To the Islands
- First UK edition
- Author: Randolph Stow
- Language: English
- Publisher: Macdonald & Co. (UK) Penguin Books (Australia)
- Publication date: 1958
- Publication place: Australia
- Media type: Print (Hardback, Paperback, Audio-book)
- Followed by: Tourmaline

= To the Islands =

1958 novel by Randolph Stow

To the Islands is a 1958 novel by Australian author Randolph Stow. It won the Miles Franklin Award for 1958 and the ALS Gold Medal in 1959.

==Plot summary==
The novel is set in a remote Anglican mission in the Kimberley in the far north of Western Australia.

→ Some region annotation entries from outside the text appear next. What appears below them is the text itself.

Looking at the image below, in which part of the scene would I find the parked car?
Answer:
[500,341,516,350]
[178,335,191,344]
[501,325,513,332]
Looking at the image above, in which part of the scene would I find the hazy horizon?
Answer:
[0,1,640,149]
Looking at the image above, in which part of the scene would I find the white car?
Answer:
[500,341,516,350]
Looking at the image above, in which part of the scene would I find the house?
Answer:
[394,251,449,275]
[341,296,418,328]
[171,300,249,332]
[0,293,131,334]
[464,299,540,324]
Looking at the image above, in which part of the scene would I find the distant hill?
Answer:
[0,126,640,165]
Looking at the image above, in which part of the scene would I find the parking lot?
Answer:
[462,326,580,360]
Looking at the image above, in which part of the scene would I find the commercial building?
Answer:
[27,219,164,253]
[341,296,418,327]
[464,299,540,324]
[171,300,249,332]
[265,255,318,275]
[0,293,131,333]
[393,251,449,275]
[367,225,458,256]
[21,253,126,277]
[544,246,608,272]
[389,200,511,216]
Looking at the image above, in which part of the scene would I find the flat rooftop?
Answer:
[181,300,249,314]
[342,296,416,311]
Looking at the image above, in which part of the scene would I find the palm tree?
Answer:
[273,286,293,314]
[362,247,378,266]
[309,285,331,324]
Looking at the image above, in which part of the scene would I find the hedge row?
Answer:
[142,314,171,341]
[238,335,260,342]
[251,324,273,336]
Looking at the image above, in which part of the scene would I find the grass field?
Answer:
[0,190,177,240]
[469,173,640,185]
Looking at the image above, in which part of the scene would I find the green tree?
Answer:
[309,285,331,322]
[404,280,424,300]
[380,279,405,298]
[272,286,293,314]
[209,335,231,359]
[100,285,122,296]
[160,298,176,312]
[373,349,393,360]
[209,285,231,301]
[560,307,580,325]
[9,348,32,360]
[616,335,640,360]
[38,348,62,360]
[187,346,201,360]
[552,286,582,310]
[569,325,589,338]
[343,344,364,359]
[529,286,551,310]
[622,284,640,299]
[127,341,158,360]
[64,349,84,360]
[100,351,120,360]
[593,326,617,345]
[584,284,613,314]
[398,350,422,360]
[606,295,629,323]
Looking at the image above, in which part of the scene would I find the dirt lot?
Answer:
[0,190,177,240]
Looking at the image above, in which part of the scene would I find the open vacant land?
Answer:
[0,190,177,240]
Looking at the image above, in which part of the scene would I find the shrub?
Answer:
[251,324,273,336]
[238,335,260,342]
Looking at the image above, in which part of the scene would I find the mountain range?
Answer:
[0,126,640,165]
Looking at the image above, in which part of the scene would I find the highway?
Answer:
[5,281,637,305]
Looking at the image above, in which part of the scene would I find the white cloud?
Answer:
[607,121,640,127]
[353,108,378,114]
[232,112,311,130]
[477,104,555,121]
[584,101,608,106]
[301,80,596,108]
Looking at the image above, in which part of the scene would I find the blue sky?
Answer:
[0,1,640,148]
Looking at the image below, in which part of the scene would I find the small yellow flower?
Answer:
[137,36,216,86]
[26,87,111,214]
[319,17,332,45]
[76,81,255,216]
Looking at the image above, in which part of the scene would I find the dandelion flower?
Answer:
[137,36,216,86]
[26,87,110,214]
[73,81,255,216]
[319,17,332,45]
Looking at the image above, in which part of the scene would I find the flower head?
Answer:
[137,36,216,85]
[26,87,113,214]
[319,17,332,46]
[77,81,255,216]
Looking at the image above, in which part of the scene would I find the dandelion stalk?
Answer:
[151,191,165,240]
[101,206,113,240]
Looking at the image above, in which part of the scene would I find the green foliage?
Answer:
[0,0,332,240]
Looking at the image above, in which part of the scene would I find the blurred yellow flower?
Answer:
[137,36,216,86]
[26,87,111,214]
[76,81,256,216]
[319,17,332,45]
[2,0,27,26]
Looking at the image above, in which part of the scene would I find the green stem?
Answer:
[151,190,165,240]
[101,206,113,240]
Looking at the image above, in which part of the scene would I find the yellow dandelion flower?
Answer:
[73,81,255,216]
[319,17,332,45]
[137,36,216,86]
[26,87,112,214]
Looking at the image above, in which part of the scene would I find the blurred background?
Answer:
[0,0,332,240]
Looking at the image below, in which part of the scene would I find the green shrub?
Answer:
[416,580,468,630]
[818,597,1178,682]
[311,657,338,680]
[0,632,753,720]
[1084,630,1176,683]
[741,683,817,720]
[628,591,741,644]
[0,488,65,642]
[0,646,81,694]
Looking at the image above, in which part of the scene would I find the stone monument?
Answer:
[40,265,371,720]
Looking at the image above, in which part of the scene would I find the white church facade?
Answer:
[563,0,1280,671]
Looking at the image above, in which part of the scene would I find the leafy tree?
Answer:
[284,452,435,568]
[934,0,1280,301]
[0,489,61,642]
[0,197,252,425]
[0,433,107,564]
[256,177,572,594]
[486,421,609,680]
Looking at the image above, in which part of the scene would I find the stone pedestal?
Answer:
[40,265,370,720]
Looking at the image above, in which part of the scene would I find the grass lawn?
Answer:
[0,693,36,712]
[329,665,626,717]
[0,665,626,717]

The protagonist is Heriot - based partially on the figure of Ernest Gribble - the principal chaplain of the mission, who commits an act of violence against an Aboriginal man, and who subsequently disappears into the wilderness.

==Publication history==
Originally published in England in 1958, and the USA in 1959, the novel was the first novel published by Penguin Australia in 1962. A revised edition appeared in 1981 published by Angus and Robertson. Audio book editions appeared in the 2000s. Text Publishing, in its republishing Australian novels, produced their edition in 2015.

==Reviews==
On the novel's re-issue in 2014, Suzie Gibson in The Conversation stated that "Although Stow’s novel presents us with challenging social, political and historical issues, it was never denied literary merit. Indeed the power of Stow’s prose is the equal of anyone’s from Patrick White to Christina Stead; it is exquisite in its sparseness, precision and surprising beauty. The frankness and difficulty of the subject matter is counter-balanced by the splendour of Stow’s memorable turns of phrase."